The present invention relates to a process for correcting an ascertained unbalance on a rotor, and to a device for this purpose.
When rotors are balanced, first of all, their unbalance is ascertained in an unbalance measuring machine or balancing machine. The unbalance is generally related to one or more correction planes and determined on the basis of magnitude and angular position. Consequently, a polar unbalance correction is possible. If the unbalance correction on rotors can only be carried out at certain sites distributed along the circumference, the correction is carried out at sites that are suitable for that purpose in components of the correction vector. In the case of armatures for electric machines, these are the pole shoes that are connected by webs to the armature core and between which the copper wire windings are located. In this process, the pole shoes should be weakened as little as possible and, in particular, milling through or grinding down to the windings should be avoided under all circumstances. Moreover, the component correction should be carried out in a angle work step at the sites suitable for this purpose.
A process and a device of the type mentioned above are known from DE 42 29 521 A1. Here, the component correction is carried out on an electric armature in a single work step. This familiar process uses three correction tools mounted on a tool spindle. For purposes of removing material, they are moved linearly in the axial direction of the tool spindle as well as tangentially to the rotor, depending on the unbalance, and they are also moved linearly in the radial direction in order to advance into the rotor. With this known process, the rotor is turned to such an extent that the middle axis of the pole shoe from which the greatest correction mass is to be removed is aligned with the middle of the three correction tools. Before the correction procedure is carried out, the correction tools with the tool spindle are moved tangentially by a path determined on the basis of the ascertained unbalance that is to be corrected. The rotor follows the correction tools by being continuously related around its axis by a calculated angle that corresponds to the movement path and to the movement direction of the middle correction tool. Subsequently, for purposes of the unbalance correction, the correction tools are moved along a linear path radially to the rotor so that the correction tools carry out the material removal at a calculated penetration depth. A drawback of the prior art process is that the rotor has to follow the movement of the correction tools by being rotated around its axis.

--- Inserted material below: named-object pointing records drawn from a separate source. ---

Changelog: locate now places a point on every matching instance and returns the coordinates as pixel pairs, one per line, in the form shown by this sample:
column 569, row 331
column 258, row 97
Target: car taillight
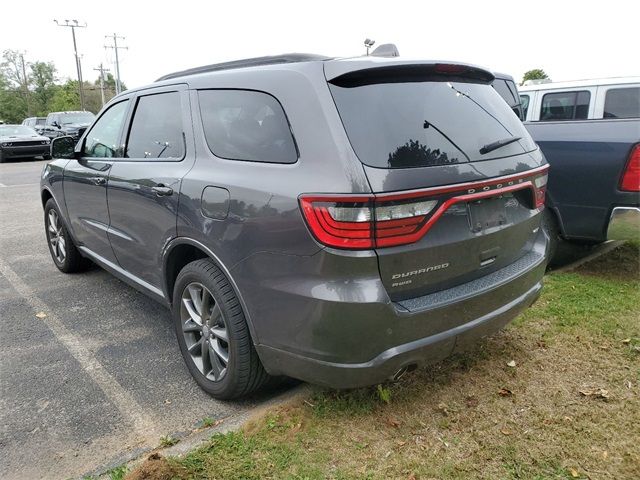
column 541, row 189
column 631, row 177
column 369, row 221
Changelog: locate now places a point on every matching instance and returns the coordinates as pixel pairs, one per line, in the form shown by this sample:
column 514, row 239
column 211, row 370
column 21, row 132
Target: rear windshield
column 420, row 124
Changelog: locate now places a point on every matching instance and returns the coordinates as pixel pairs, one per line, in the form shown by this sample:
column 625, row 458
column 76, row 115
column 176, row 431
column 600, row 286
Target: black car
column 340, row 221
column 18, row 141
column 61, row 124
column 37, row 123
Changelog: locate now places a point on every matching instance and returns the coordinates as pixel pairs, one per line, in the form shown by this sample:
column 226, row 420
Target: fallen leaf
column 595, row 392
column 443, row 408
column 505, row 392
column 471, row 401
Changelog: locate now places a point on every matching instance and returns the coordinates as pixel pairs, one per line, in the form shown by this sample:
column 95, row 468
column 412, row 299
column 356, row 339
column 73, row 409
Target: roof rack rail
column 248, row 62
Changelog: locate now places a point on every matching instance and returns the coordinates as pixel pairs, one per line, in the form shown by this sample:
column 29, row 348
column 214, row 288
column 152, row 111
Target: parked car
column 339, row 221
column 73, row 124
column 37, row 123
column 18, row 141
column 589, row 130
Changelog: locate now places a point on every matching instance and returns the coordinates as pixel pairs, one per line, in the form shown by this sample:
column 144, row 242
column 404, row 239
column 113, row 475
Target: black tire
column 243, row 373
column 73, row 261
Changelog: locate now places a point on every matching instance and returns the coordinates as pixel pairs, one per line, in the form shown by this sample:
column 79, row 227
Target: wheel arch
column 183, row 250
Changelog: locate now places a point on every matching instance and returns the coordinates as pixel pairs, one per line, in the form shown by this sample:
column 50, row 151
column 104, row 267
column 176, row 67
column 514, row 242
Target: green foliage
column 168, row 441
column 535, row 74
column 384, row 393
column 44, row 92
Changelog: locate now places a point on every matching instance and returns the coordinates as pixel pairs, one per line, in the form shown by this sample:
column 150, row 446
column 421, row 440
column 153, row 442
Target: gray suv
column 339, row 221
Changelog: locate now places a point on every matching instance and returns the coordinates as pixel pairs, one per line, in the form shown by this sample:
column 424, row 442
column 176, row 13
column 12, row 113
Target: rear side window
column 103, row 139
column 246, row 125
column 156, row 128
column 524, row 100
column 399, row 124
column 622, row 103
column 565, row 106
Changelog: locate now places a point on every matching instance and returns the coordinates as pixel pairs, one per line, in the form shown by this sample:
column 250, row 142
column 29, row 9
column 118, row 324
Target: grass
column 472, row 416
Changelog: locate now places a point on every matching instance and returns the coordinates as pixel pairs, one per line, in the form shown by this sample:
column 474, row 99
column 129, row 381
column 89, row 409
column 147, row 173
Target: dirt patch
column 155, row 467
column 622, row 263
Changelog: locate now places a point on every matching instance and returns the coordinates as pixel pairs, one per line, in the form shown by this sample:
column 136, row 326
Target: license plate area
column 487, row 213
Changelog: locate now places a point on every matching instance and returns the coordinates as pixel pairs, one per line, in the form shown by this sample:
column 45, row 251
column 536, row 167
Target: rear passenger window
column 565, row 106
column 524, row 100
column 622, row 103
column 246, row 125
column 156, row 129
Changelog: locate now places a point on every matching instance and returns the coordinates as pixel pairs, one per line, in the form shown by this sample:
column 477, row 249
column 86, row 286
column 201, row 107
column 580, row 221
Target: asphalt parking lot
column 90, row 370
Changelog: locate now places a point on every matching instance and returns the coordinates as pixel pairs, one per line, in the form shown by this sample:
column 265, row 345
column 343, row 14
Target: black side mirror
column 63, row 147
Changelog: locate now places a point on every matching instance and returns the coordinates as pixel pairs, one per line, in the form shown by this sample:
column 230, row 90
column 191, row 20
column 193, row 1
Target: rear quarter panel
column 587, row 158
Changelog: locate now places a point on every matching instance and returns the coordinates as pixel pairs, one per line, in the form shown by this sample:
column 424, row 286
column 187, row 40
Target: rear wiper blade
column 490, row 147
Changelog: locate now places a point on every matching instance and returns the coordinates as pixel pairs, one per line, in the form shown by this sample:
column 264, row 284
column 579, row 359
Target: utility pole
column 102, row 71
column 115, row 49
column 26, row 85
column 73, row 25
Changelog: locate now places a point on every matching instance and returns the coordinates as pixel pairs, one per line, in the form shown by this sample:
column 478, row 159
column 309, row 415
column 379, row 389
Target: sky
column 568, row 39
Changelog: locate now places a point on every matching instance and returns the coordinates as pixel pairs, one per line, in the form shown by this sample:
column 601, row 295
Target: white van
column 581, row 99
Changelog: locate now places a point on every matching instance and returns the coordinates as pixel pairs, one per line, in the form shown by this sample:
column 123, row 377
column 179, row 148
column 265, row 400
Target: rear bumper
column 624, row 224
column 394, row 361
column 364, row 340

Accordingly, one of the objectives of the present invention is a process and a device of the type mentioned above for the correction of an ascertained unbalance, whereby a precise unbalance correction is carried out in one single work step using the simplest possible set-up.

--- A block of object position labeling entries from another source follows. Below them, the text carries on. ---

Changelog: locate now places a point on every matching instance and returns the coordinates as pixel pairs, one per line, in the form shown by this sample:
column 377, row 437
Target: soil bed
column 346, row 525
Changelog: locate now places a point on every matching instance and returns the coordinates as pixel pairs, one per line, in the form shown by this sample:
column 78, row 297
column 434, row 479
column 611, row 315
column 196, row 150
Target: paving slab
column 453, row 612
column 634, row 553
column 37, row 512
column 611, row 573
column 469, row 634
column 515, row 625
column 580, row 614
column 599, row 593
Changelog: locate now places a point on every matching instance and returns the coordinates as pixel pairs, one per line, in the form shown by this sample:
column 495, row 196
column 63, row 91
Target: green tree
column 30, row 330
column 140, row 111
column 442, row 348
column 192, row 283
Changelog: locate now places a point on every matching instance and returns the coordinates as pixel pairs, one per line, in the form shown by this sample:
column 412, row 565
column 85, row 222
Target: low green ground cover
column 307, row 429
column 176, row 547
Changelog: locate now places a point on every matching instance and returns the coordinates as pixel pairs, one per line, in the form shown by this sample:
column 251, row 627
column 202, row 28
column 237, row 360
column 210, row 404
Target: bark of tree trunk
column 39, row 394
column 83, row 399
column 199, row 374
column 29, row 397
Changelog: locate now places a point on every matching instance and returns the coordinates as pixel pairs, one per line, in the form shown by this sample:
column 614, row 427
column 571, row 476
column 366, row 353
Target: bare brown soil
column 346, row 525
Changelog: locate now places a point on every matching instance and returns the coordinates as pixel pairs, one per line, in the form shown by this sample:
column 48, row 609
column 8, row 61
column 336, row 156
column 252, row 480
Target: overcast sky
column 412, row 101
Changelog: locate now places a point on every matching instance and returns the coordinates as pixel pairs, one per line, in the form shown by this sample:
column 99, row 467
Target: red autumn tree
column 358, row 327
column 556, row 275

The present invention has the advantage that it is not necessary for the rotor to follow by being turned around its axis, so that the set-up of the device and the execution of the process are considerably simplified. The rotor armature during the component correction in two machining steps, remains in a position corresponding to the division. This is especially advantageous when the unbalance measurement and the unbalance correction are carried out on different machines or in different stations of a unit, since the rotor only has to be placed in one of its positions corresponding to the division and a continuous turning into machining positions is not necessary. Consequently, a turning device for this purpose is not necessary. According to the invention, the angular position setting of the correction unbalance is carried out by just two correction tools, so that a third correction tool located between them is not necessary for this purpose and, at most, can be provided in order to influence the magnitude of the correction unbalance. It has proven to be especially advantageous that the angular position setting can be achieved over a large angle range corresponding to the division by means of small tangential movement paths of the correction tool set. The slanted advancing of the correction tools leads to a larger carriage length and thus to better utilization of the available pole shoe material. Furthermore, when the pole shoe between the correction tools is not being machined, if necessary, a second correction step is easily possible. Leaving this pole shoe free advantageously opens up the possibility of supporting the rotor on at least this pole shoe or of using this pole shoe for alignment of the rotor corresponding to the division in the lock-in positions defined by the number of pole shoes.
In an advantageous embodiment of the invention, the correction tools advance into the rotor to about the middle with respect to the correction sites, whereby at the maximum advancing depth, the machining profile lies in the middle relative to the web axis. In this manner and through the slanted advancing, for example, at 45xc2x0, the appertaining correction site, e.g. a pole shoe of an electric armature, is weakened as little as possible.
According to the invention, another embodiment provides that the correction components correct an unbalance vector that lies within an angle range corresponding to a correction site division. The angle range extends on both sides of a possible correction site or on both side of a middle plane between two possible correction sites. With an even number as well as with an odd number of intermediate possible correction sites, only one rotation of the rotor corresponding to the division around a lock-in position is needed each time when the unbalance vector to be corrected lies adjacent to the indicated angle range. The invention can be used for an even and an odd number of correction sites of the rotor.